In the southern city of Khan Younis, the focus of Israel’s ground offensive, the local European Hospital received the bodies of 18 people killed in an overnight airstrike on a house in the city’s Maan neighborhood, said Saleh al-Hamms, head of the nursing department at the hospital. He said that more than 30 people had been sheltered in the house, including some who were displaced, when it was hit.

Israel has held Hamas responsible for civilian casualties, saying the group has embedded within in Gaza’s civilian infrastructure. The international criticism of Israel’s conduct during the war has grown more persistent because of the rising civilian death toll. The United States has urged Israel to do more to prevent harm to civilians, even as it keeps sending weapons and munitions, while shielding its close ally against international censure.

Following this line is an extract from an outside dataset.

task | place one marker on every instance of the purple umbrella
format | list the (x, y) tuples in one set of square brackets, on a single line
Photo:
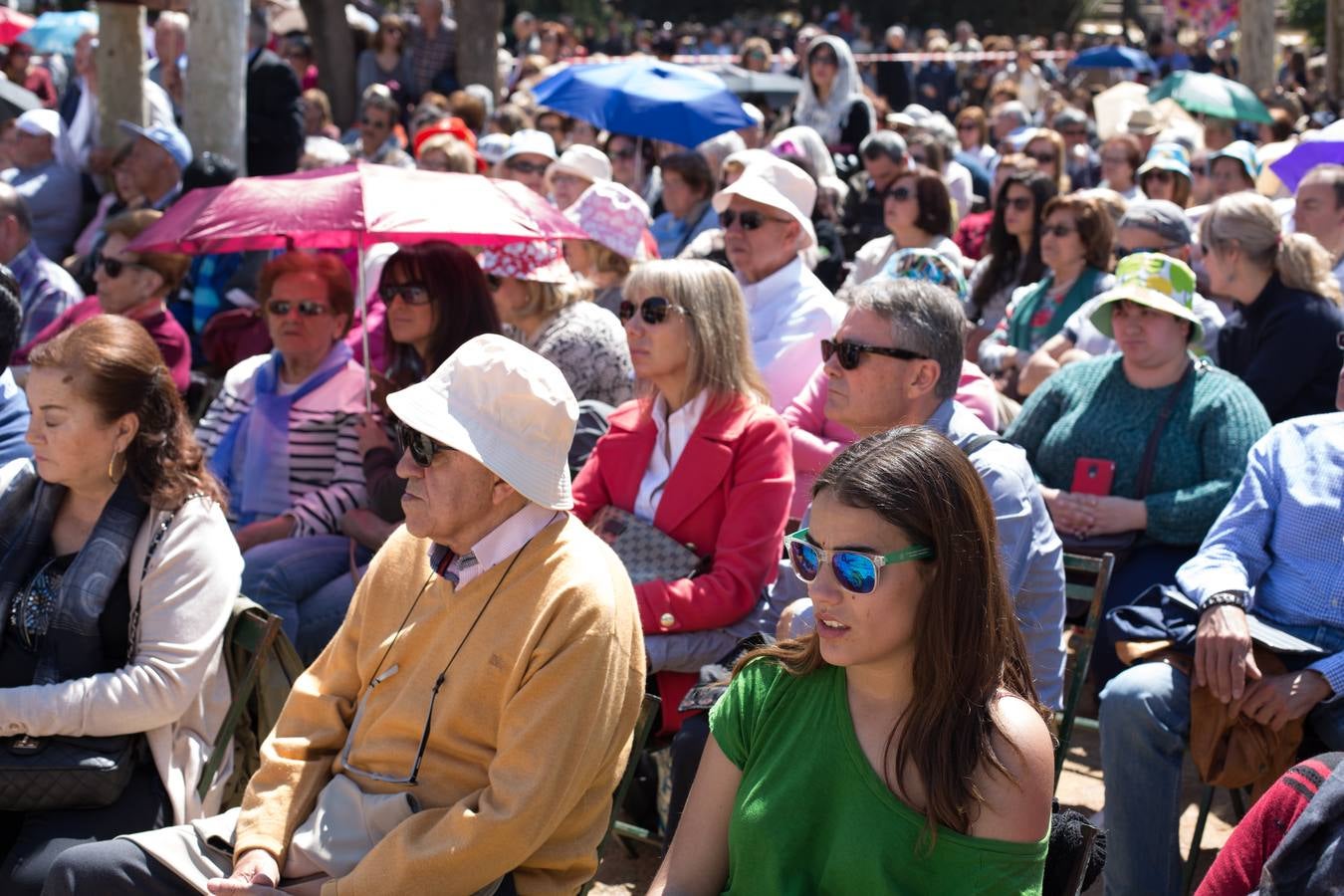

Israel’s response to a Palestinian attack on the Gazan border: Implications for peace and stability in the region, and a warning from Israel

From Turkey, Tony Blinken will travel to a NATO ally in Greece to meet the prime minister. The U.S. is making efforts to stop the war in Israel from spreading, and the government is willing to assist should the situation get worse.

With the campaign in Gaza far from over, the prospect of a wider war hung over the region in the past week. A senior Hamas leader was killed in a strike in Lebanon that US and other officials say was the work of Israel. The Israeli government has not taken blame for the killing of the Hamas leader.

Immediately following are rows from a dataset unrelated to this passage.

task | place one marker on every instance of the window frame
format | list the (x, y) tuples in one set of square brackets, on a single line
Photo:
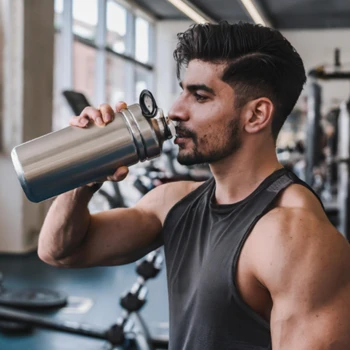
[(99, 43)]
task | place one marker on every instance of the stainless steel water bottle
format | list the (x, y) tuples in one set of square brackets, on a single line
[(72, 157)]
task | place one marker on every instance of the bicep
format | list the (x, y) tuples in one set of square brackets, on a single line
[(307, 272), (118, 236)]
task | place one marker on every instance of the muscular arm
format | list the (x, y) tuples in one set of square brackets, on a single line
[(306, 268), (71, 237)]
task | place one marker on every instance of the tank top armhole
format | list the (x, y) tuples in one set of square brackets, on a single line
[(284, 183), (190, 195), (232, 278)]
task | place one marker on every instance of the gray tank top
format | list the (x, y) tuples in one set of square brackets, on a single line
[(202, 244)]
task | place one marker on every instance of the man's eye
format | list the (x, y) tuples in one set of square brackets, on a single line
[(200, 98)]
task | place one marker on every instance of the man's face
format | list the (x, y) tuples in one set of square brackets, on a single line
[(208, 127)]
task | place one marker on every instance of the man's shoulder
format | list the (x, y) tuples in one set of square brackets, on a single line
[(296, 210), (164, 197)]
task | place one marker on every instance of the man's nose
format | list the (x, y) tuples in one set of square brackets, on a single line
[(178, 111)]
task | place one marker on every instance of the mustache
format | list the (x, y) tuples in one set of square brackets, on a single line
[(183, 132)]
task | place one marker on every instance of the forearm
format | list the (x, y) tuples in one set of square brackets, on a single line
[(65, 225)]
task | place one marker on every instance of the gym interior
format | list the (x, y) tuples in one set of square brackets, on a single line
[(59, 56)]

The proposal from Defense Minister Yoav Gallant to Mr. Netanyahu came last week, and was the first sign that Israel would end the war. The plan is unclear how much support it has, and it seems to straddle the demands of the far more conservative members of the government and the United States.

Rear Adm. Daniel Hagari said late Saturday at a news conference that the Hamas fighters were limited in their ability to damage northern Gaza and that they no longer worked under an organized military command. Details about control in the north and how the military operation would be different were not given by Hagari.

Displaced Palestinians carrying bags of wood at a makeshift tent camp in the Muwasi area, southern Gaza, last week. Most of the residents of Gaza were displaced by the bombarding of the enclave by Israel.